Importantly, there are a few interesting and positive developments taking place in stocks despite Financials having lagged in recent weeks.   Energy has turned sharply higher, and followed suit to WTI Crude's continued strength.  Sector ETFs like XLE, OIH and XOP all look to still trend higher into early next week, and taking profits at current levels looks premature, technically.  Additionally, the metals trade looks to be close to starting on a more widespread basis, as Silver has gained ground on Gold lately (confidence in precious metals turning higher) while the Metals and Mining ETF (XME) has broken out of trendline support.  Given that unease remains par for the course in the Middle east right now, this very well could lead to some volatility in the upcoming couple weeks which might be blamed for causing weakness in equities, while at the same time, leading WTI Crude and Gold, Silver higher.  Overall, diversifying away from Financials and into the Metals and Energy space, (along with commodities as a whole) looks correct.  

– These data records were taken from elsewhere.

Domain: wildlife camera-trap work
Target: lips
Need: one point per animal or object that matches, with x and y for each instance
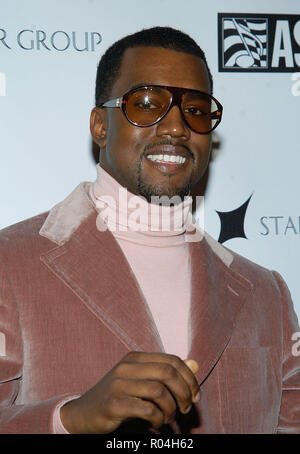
(168, 158)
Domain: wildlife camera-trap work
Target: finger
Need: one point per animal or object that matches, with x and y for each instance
(150, 390)
(175, 362)
(192, 364)
(161, 372)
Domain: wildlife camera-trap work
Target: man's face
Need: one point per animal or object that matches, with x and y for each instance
(125, 147)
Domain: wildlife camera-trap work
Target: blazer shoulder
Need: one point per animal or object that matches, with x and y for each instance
(22, 239)
(23, 229)
(259, 275)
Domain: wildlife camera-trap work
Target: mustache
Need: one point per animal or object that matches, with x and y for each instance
(167, 142)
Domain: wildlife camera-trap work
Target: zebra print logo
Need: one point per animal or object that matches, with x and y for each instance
(245, 43)
(258, 42)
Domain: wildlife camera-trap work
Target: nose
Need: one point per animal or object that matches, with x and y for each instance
(173, 125)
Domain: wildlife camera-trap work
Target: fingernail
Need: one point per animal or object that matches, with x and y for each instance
(197, 397)
(188, 409)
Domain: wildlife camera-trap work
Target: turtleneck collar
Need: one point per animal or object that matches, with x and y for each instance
(132, 218)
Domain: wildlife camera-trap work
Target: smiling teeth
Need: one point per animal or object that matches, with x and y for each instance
(166, 158)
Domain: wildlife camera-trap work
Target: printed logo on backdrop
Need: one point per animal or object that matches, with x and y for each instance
(232, 222)
(2, 84)
(41, 40)
(258, 42)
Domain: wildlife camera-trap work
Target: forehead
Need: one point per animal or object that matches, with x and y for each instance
(159, 66)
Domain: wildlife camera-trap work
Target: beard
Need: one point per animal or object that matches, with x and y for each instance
(149, 190)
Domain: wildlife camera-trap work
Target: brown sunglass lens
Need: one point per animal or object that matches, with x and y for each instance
(145, 106)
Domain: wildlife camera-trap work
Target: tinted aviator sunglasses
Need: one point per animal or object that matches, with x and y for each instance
(146, 105)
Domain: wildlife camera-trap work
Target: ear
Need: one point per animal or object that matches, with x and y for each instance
(98, 126)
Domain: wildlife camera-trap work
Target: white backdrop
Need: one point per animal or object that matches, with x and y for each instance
(47, 92)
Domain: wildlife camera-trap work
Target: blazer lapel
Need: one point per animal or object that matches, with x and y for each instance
(218, 294)
(93, 266)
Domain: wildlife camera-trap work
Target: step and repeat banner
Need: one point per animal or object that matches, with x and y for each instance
(49, 51)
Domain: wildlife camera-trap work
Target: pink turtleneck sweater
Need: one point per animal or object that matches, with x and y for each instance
(153, 240)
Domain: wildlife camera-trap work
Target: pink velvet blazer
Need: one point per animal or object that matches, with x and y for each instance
(70, 309)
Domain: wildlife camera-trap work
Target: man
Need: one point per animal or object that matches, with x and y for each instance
(114, 328)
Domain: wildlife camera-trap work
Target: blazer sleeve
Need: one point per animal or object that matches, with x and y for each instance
(289, 417)
(34, 418)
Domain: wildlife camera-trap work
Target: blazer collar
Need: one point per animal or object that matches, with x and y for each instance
(93, 266)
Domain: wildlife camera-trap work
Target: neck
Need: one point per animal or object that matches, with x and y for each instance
(131, 216)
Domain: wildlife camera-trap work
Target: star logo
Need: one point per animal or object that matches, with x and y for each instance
(232, 223)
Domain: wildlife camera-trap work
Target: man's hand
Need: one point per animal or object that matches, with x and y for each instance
(149, 386)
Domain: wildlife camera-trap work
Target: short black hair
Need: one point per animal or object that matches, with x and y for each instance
(166, 37)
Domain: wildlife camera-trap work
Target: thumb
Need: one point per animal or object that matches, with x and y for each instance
(192, 364)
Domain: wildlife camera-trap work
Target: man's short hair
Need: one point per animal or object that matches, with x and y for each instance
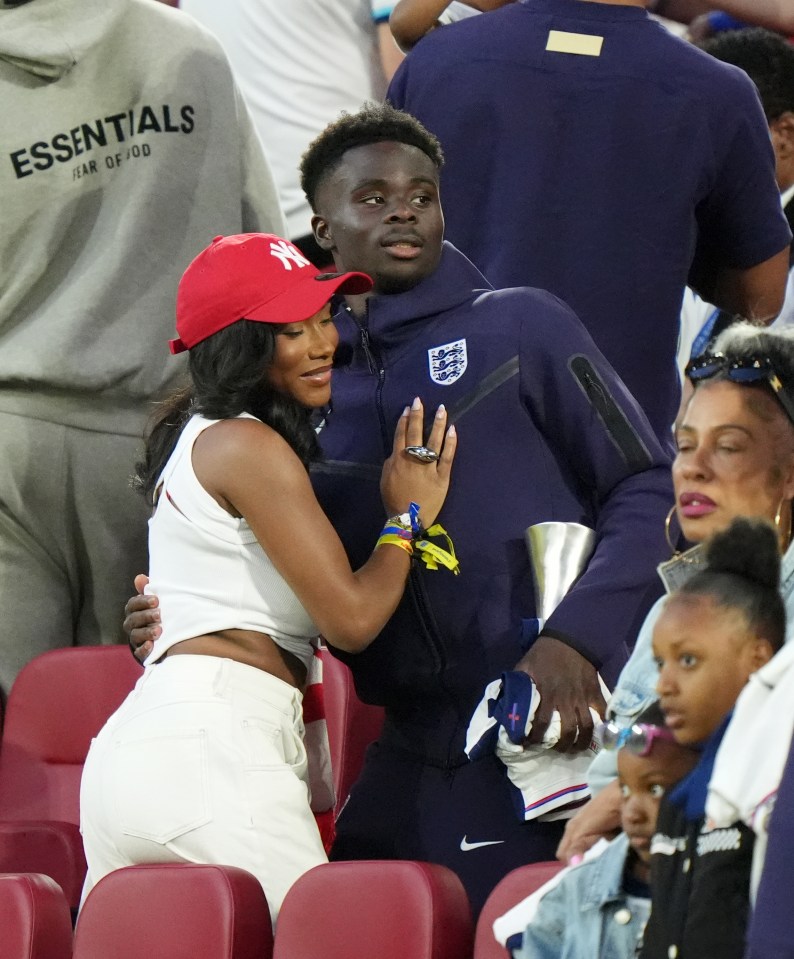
(766, 57)
(374, 123)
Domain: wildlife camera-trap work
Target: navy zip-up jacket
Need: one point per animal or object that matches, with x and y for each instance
(547, 431)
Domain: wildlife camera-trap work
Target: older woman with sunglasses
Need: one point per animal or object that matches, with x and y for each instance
(735, 440)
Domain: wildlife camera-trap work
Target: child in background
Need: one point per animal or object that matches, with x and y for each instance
(598, 909)
(410, 20)
(724, 623)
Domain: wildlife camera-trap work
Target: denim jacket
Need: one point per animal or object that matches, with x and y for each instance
(636, 686)
(587, 915)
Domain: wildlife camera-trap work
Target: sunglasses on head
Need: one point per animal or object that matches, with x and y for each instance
(743, 370)
(638, 739)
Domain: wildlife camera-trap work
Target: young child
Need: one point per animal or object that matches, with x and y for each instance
(410, 20)
(726, 622)
(598, 909)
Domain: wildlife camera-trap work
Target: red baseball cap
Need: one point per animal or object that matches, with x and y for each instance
(252, 276)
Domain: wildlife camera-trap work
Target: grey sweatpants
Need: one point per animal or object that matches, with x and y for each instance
(72, 536)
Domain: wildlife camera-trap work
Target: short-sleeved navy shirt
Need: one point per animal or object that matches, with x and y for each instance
(607, 179)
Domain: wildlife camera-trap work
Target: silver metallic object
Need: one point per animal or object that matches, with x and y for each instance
(558, 554)
(421, 453)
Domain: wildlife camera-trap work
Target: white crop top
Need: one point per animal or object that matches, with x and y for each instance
(208, 569)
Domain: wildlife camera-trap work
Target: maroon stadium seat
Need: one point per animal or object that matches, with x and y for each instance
(388, 910)
(175, 911)
(35, 921)
(58, 703)
(515, 886)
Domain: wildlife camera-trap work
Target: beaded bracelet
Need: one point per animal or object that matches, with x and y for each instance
(406, 532)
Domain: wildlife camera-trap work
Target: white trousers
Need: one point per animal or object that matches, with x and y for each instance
(203, 762)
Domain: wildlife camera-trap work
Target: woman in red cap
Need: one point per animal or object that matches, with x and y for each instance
(205, 760)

Additional charts and thoughts below.


OIH vs SPX-  Further strength likely to test January relative highs into next week.
Energy continues to gain ground in the short run, with yesterday's surge in WTI Crude back to new highs coinciding with XLE, OIH and XOP all showing above-average outperformance and extending higher to new weekly highs.   Relatively speaking,  the upturn in this group began back in February when it bottomed out, not unlike the extremes witnessed two years ago in February.  However, the acceleration has been most dramatic this past month with Energy showing dramatic outperformance.  Due to its weighting in SPX, this sector doesn't have much effect these days. But just in the last couple days, the push back above former highs after a TD Sell Setup was logged has helped this relative strength to continue.  Further outperformance looks likely in the short run, and XLE, OIH and XOP all look to offer above-average gains between now and next week before any short-term resistance.  Relatively, the OIH vs SPX chart is likely to test prior highs from mid-January which is the first meaningful area where this could stall out.  

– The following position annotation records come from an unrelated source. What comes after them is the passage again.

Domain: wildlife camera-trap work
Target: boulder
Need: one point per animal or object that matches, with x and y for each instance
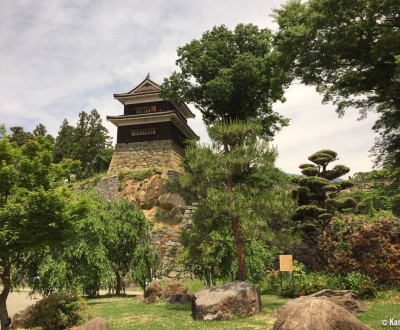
(96, 323)
(347, 299)
(152, 291)
(225, 301)
(344, 298)
(317, 313)
(174, 288)
(18, 320)
(148, 191)
(171, 201)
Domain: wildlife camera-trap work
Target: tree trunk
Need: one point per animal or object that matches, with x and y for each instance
(5, 278)
(239, 245)
(118, 284)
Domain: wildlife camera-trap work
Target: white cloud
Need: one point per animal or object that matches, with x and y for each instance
(61, 57)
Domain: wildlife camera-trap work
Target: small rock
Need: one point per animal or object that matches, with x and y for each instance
(317, 313)
(225, 301)
(152, 291)
(96, 323)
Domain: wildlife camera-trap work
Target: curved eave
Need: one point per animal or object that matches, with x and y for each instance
(140, 119)
(123, 98)
(184, 109)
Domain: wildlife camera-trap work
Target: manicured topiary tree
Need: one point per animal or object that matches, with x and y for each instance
(317, 193)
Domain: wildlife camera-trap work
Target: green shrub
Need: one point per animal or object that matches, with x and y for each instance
(57, 311)
(362, 284)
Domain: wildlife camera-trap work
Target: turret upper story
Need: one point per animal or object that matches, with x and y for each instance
(148, 117)
(145, 99)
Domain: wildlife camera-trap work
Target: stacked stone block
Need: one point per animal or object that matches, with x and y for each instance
(167, 242)
(129, 156)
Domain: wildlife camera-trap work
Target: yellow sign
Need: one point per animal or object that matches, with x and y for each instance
(286, 263)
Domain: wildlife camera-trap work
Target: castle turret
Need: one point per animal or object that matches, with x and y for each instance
(151, 132)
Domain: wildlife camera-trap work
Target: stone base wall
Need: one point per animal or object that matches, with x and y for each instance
(167, 242)
(129, 156)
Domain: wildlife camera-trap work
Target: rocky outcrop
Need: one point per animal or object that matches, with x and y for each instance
(171, 201)
(168, 211)
(176, 292)
(225, 301)
(129, 156)
(108, 187)
(317, 313)
(96, 323)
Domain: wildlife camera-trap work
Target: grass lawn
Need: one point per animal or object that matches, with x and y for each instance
(129, 312)
(123, 313)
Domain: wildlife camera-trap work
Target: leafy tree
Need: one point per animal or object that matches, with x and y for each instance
(230, 75)
(33, 217)
(19, 135)
(317, 194)
(127, 240)
(90, 141)
(41, 130)
(111, 240)
(235, 181)
(82, 266)
(350, 50)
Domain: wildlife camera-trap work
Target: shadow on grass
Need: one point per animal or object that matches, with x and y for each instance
(183, 307)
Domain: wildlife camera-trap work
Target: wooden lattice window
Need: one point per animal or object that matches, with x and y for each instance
(143, 131)
(142, 110)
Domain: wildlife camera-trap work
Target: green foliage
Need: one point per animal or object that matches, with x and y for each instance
(362, 284)
(374, 175)
(111, 241)
(357, 243)
(349, 50)
(88, 143)
(241, 203)
(19, 136)
(56, 312)
(127, 242)
(317, 195)
(230, 75)
(306, 283)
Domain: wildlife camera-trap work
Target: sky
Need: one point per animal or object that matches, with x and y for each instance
(61, 57)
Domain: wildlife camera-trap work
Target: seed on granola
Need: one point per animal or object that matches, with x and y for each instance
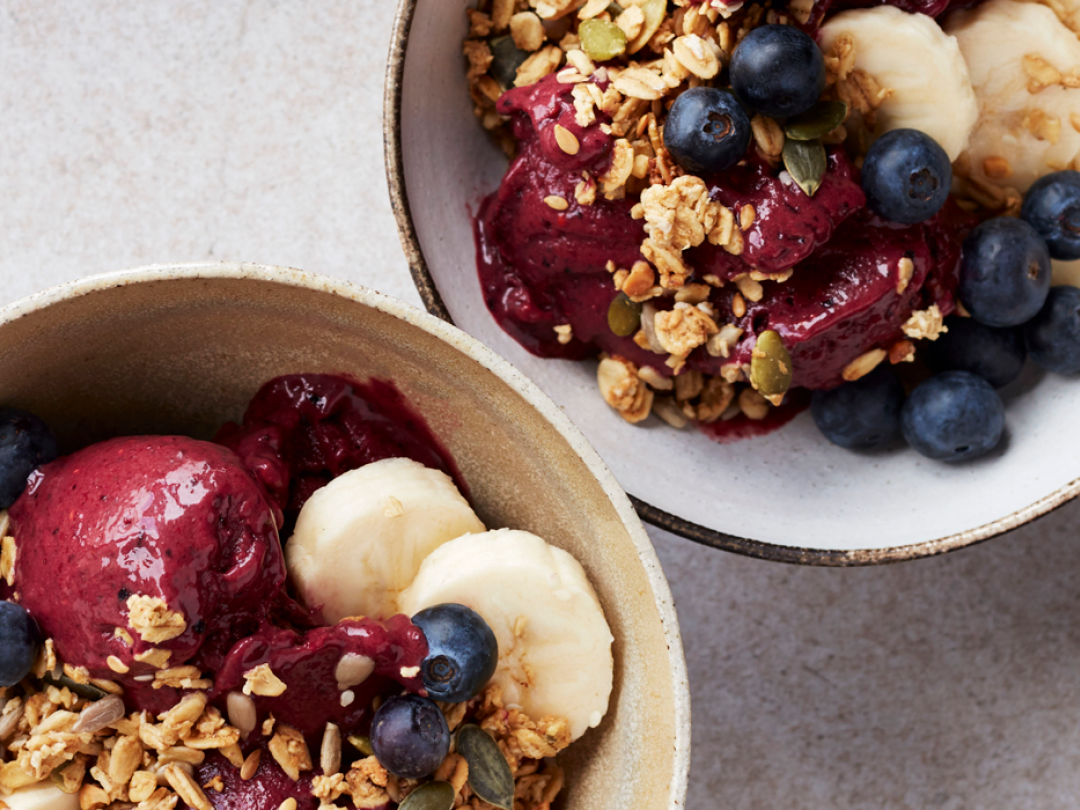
(624, 316)
(602, 40)
(770, 367)
(489, 775)
(567, 140)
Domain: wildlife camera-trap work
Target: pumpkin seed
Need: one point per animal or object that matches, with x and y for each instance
(361, 743)
(655, 12)
(770, 365)
(819, 120)
(83, 690)
(489, 775)
(430, 796)
(624, 316)
(805, 160)
(602, 40)
(507, 57)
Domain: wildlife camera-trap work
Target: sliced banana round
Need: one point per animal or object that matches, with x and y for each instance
(920, 66)
(360, 540)
(41, 796)
(1020, 57)
(554, 643)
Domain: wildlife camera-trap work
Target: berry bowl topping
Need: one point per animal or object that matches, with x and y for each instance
(907, 169)
(282, 592)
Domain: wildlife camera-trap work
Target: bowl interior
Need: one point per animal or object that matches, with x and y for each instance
(179, 351)
(792, 489)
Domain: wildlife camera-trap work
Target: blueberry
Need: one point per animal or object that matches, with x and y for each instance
(25, 445)
(1004, 272)
(409, 736)
(997, 355)
(1052, 206)
(906, 176)
(462, 652)
(863, 414)
(706, 130)
(1053, 336)
(778, 70)
(19, 639)
(954, 417)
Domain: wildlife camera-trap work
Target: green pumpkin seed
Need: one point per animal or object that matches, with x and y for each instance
(602, 40)
(770, 365)
(505, 58)
(624, 316)
(83, 690)
(805, 160)
(818, 121)
(361, 743)
(430, 796)
(489, 775)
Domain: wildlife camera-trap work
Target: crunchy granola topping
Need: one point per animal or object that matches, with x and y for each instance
(151, 619)
(928, 324)
(261, 680)
(623, 390)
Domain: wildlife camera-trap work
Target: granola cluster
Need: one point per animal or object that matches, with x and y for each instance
(115, 760)
(673, 45)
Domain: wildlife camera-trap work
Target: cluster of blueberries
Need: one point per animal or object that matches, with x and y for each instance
(1006, 267)
(25, 444)
(1004, 285)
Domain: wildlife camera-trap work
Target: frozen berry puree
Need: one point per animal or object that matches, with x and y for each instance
(725, 201)
(163, 648)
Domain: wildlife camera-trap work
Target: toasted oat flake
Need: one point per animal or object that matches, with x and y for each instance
(8, 552)
(566, 139)
(928, 324)
(261, 680)
(863, 364)
(151, 619)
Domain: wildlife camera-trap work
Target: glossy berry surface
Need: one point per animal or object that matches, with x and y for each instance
(1053, 336)
(863, 414)
(1052, 206)
(462, 652)
(906, 176)
(1004, 272)
(779, 70)
(409, 736)
(954, 417)
(706, 130)
(997, 355)
(19, 639)
(25, 444)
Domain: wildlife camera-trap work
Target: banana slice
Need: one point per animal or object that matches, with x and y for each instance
(1025, 127)
(912, 56)
(360, 540)
(42, 796)
(554, 643)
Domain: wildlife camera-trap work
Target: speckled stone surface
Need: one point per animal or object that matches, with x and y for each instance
(135, 133)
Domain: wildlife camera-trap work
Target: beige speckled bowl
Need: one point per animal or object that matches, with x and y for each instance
(179, 349)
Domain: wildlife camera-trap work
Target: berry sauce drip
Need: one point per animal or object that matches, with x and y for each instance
(302, 430)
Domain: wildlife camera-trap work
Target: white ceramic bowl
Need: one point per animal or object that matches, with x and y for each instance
(180, 349)
(790, 496)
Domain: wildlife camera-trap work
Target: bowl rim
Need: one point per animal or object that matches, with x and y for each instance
(429, 293)
(476, 351)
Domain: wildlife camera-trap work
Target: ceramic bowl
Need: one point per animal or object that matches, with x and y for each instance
(790, 496)
(183, 349)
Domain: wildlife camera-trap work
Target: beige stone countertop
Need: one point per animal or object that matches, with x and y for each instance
(135, 132)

XME- SPDR S&P Metals and Mining ETF Breakout-   Metals and mining sector looks to be beginning a new period of acceleration after yesterday's gains successfully broke out above a key area of resistance that connected highs since mid-January.  While Gold has struggled in its attempts to breakout recently, Silver has begun to gain ground rapidly, while Aluminum has been showing stellar outperformance of late.  Technically, this area should be favored for outperformance again, as this consolidation from January looks to be giving way to strength yet again, (after strong performance last year) and should lead XME back to test and exceed January highs.  An upcoming decline in the US Dollar index should coincide with this strength, and could serve to help the commodity trade in general.  


Silver gaining ground rapidly on Gold, eliminating divergence-  The ratio of Gold to Silver has started to drop off rapidly in the last couple weeks given Silvers outperformance, which had been sorely lacking in recent months.  Gold's attempts to breakout thus far have been thwarted, yet the metal remains in striking distance for a larger move higher.  Yet the strength in Silver is encouraging to think the precious metals trade can in fact work, as prior efforts showed the divergence between the two that made investors suspect, rightly so, that gains might not occur right away.  Bottom line,, the start of Silver turning up should help to gain conviction that the precious metals can begin to strengthen and in turn, the metals and mining stocks.